Zbigniew Ziobro ogłosił na konferencji prasowej, że podjął decyzję o ponownym wszczęciu śledztwa ws. śmierci Jolanty Brzeskiej.

Zrobimy wszystko, co możliwe, by ta sprawa została wnikliwie wyjaśniona. Kiedy Jolanta Brzeska zginęła okrutną śmiercią, jej przyjaciele zorganizowali manifestację, gdy umieszczali na sztandarach emocjonalne hasła: „Czy wszystkich nas spalicie?”. To postępowanie jest też po to, by nie było następnych, by ci, którzy dopuścili się zbrodni, czuli oddech wymiaru sprawiedliwości

— zapewnił.

Pani Brzeska walczyła nie tylko o mieszkanie, ale o godność i traktowanie tych, którzy są ofiarami dzikiej reprywatyzacji w Warszawie, która spotykała się z biernością różnych władz, w tym władz miasta Warszawy

— przypominał minister sprawiedliwości.

Ziobro ubolewał nad tym, jak zostało przeprowadzone śledztwo w sprawie jej śmierci.

Chaos, brak koncepcji, nieprzeanalizowanie materiału dowodowego pod kątem pozyskania innych dowodów… Wreszcie tego smutku dodaje też i to, że znaczna część tych dowodów jest nie do odtworzenia, że nie sięgniemy do materiałów związanych z monitoringiem, billingiem, że nie dotrzemy do świadków, którzy po 5 latach nie będą pamiętać szczegółów. Nie naprawimy już tego, że to postępowanie było traktowane, jak gdyby doszło do samobójstwa

— tłumaczył.

Ziobro przypominał jednak przy tym, że są takie postępowania, które kończyły się sukcesem mimo tego, że były podejmowane po latach.
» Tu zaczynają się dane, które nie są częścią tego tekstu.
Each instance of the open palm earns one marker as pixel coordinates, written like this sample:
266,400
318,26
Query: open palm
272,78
To właśnie wybitnym prokuratorom i policjantom dedykuję tę sprawę. Zrobią wszystko, by dotrzeć do sprawców, by ci nie czuli się bezkarnie

— stwierdził.

1 marca 2011 r. zwęglone zwłoki Jolanty Brzeskiej znalazł spacerowicz na polanie pod Lasem Kabackim. Została spalona żywcem. Początkowo śledczy sądzili, że Brzeska, aktywna działaczka ruchu lokatorskiego, dokonała samospalenia. Ostatecznie przyjęto, że została zamordowana. Zdaniem biegłych z cenionego krakowskiego Instytutu Ekspertyz Sądowych im. Jana Sehna sprawcami mogli być ludzie związani z kręgiem osób zajmujących się reprywatyzacją lub przez nie wynajęci. Nie udało się ustalić ich tożsamości.
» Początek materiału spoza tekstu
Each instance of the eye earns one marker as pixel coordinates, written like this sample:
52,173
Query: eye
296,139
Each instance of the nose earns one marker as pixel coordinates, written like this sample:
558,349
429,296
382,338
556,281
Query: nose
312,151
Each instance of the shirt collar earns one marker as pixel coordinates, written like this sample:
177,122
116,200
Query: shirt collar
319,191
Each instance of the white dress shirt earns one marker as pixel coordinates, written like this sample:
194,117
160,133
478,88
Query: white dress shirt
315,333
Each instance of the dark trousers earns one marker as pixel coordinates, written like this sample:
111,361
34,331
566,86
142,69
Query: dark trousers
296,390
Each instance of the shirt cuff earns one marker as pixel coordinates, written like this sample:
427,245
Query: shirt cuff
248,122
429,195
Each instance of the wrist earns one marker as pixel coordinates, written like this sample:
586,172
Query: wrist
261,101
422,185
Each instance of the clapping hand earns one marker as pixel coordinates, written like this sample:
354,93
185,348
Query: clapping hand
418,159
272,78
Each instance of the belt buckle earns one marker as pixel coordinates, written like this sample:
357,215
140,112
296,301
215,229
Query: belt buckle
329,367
Chciałbym bardzo mocno zaznaczyć, że właśnie po to zdecydowaliśmy się połączyć urzędy Ministra Sprawiedliwości i Prokuratora Generalnego, by przestępcy nie mogli spać spokojnie

— argumentował Ziobro.

Minister zadeklarował też, że równolegle do śledztwa ws. śmierci Brzeskiej będzie przeprowadzone postępowanie w sprawie nieprawidłowości przy poprzednim śledztwie w tej sprawie.

Pytany o konkretne nieprawidłowości w poprzednim śledztwie, minister Ziobro wskazywał, że śledczy źle przygotowali plan śledztwa, a także niedobrze poprowadzili go, skoro zarzut dotyczył zabójstwa.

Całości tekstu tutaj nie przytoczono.